Rep: Wahyu Suryana/ Red: Bilal Ramadhan
Petani melepas jaring hama burung di tanaman padi siap panen. Politikus PDIP Sutrisno mengkritisi rencana Kementan impor beras 3,5 juta ton.
Foto: ANTARA FOTO/Yusuf Nugroho
Petani melepas jaring hama burung di tanaman padi siap panen. Politikus PDIP Sutrisno mengkritisi rencana Kementan impor beras 3,5 juta ton.

REPUBLIKA.CO.ID, JAKARTA -- Anggota Komisi IV DPR RI, Sutrisno, mengkritisi rencana impor beras 3,5 juta ton Kementerian Pertanian (Kementan). Ia meminta beras-beras impor cuma dijadikan cadangan darurat saat ada kebutuhan mendesak.

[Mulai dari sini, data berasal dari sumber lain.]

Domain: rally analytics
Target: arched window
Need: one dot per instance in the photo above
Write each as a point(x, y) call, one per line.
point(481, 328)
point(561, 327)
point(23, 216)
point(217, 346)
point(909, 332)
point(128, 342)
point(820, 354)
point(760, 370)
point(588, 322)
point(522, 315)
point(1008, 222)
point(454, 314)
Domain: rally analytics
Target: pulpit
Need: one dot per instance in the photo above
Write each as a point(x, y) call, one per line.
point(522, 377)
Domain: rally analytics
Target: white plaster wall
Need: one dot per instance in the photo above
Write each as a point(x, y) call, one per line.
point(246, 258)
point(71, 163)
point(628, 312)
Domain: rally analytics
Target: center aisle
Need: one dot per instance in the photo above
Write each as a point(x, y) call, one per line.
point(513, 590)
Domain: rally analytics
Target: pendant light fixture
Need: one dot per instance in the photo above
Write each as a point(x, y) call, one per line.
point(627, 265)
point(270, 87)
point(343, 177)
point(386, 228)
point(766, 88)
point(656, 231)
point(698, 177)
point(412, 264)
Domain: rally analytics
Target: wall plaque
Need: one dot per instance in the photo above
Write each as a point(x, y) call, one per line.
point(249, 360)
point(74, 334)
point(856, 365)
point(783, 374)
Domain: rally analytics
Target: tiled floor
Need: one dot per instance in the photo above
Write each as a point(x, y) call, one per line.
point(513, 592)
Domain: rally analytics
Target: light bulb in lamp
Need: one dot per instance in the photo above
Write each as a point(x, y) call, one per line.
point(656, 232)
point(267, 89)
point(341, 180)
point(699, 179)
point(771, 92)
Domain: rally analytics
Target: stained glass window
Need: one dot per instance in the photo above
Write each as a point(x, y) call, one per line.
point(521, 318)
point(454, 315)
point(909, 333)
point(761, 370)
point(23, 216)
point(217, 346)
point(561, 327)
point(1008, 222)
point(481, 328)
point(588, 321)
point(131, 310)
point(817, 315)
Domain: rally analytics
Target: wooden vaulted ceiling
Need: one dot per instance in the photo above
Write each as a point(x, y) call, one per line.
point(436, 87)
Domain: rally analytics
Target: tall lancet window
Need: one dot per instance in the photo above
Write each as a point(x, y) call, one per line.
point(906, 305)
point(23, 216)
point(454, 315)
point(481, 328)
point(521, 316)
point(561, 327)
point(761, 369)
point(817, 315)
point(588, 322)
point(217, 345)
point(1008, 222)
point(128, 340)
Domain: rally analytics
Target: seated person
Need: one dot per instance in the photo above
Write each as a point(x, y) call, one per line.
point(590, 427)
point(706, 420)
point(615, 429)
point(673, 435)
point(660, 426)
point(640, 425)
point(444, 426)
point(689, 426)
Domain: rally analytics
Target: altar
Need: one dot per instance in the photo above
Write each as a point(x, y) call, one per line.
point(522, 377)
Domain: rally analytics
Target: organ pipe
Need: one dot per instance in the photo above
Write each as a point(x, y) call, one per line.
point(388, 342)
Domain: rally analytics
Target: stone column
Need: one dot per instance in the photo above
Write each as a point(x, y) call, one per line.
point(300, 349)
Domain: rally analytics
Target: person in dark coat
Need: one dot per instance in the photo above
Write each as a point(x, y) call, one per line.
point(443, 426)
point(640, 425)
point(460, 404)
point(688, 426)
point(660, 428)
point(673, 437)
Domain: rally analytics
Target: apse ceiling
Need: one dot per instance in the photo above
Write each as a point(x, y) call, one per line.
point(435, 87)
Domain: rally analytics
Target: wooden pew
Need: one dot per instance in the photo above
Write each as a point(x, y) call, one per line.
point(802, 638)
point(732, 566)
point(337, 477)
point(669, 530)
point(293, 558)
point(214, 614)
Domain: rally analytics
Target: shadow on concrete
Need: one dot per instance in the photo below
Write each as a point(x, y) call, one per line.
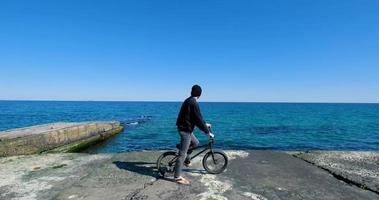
point(196, 171)
point(144, 168)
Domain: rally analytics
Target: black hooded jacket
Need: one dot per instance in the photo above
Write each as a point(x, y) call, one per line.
point(190, 116)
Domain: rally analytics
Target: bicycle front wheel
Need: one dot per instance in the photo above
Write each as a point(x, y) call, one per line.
point(166, 163)
point(215, 162)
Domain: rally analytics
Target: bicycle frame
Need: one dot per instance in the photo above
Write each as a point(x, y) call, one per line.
point(205, 146)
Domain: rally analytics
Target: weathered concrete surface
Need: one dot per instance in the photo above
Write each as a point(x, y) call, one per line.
point(359, 168)
point(250, 175)
point(68, 136)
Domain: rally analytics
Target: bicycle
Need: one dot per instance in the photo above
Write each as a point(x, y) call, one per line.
point(214, 161)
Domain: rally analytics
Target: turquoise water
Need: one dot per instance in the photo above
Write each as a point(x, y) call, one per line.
point(151, 125)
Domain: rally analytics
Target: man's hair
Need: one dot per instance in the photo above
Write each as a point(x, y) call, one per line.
point(196, 91)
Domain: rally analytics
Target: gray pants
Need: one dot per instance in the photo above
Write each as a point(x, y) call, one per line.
point(186, 140)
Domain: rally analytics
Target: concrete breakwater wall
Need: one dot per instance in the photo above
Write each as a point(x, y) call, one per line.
point(55, 137)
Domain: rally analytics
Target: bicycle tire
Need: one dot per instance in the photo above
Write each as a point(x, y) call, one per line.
point(163, 167)
point(221, 156)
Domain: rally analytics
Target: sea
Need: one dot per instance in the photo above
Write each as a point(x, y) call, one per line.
point(151, 125)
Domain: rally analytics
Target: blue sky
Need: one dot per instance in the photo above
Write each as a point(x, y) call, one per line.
point(276, 51)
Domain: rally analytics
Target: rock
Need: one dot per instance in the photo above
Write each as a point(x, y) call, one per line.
point(360, 168)
point(133, 176)
point(55, 137)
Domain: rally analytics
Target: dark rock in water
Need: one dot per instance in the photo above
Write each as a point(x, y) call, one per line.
point(136, 121)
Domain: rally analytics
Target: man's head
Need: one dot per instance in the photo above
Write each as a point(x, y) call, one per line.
point(196, 91)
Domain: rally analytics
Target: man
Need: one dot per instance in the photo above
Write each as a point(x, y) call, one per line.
point(189, 117)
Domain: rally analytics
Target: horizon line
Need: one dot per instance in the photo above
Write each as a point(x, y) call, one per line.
point(178, 101)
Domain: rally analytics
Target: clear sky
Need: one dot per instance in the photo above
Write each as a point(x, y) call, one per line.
point(267, 50)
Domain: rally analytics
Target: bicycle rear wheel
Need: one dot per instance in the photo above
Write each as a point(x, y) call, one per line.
point(215, 162)
point(166, 163)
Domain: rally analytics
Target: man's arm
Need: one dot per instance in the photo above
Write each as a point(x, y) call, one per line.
point(199, 121)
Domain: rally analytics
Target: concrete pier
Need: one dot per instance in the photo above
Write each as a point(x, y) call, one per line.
point(257, 175)
point(55, 137)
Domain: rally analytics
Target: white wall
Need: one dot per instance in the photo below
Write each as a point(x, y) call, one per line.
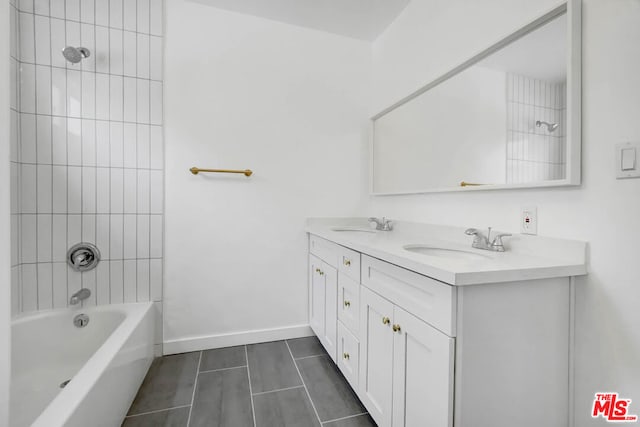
point(289, 103)
point(413, 149)
point(431, 35)
point(5, 256)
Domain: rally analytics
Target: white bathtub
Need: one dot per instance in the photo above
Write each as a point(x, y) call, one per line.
point(106, 360)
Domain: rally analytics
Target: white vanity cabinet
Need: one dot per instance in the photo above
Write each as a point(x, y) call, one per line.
point(406, 367)
point(323, 294)
point(423, 353)
point(334, 276)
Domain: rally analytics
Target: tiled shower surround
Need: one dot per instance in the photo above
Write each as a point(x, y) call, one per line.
point(533, 153)
point(87, 150)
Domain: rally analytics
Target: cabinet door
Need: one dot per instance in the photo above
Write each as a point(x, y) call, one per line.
point(348, 355)
point(330, 340)
point(349, 303)
point(376, 356)
point(316, 296)
point(422, 373)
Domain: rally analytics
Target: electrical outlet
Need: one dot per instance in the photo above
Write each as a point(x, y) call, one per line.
point(529, 220)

Diawali kritik Sutrisno soal data pendukung yang dibawa Mentan Amran ketika rapat kerja dengan Komisi IV DPR RI. Ia mengingatkan, dalam laporan sebelumnya sudah ada rencana produksi gabah 54 juta ton.

Baca Juga

Bahkan, ia menekankan, sekalipun terjadi penurunan Indonesia masih memiliki sekitar 31-32 juta ton beras. Karenanya, Sutrisna menegaskan, validitas data sangat penting sebelum Kementan mengeluarkan kebijakan.

"Dan kami mohon mana pula itu dilakukan, sebagaimana disampaikan 8 November lalu, beras-beras impor itu dijadikan cadangan darurat manakala terjadi kebutuhan yang sangat mendesak," kata Sutrisno, Senin (13/11).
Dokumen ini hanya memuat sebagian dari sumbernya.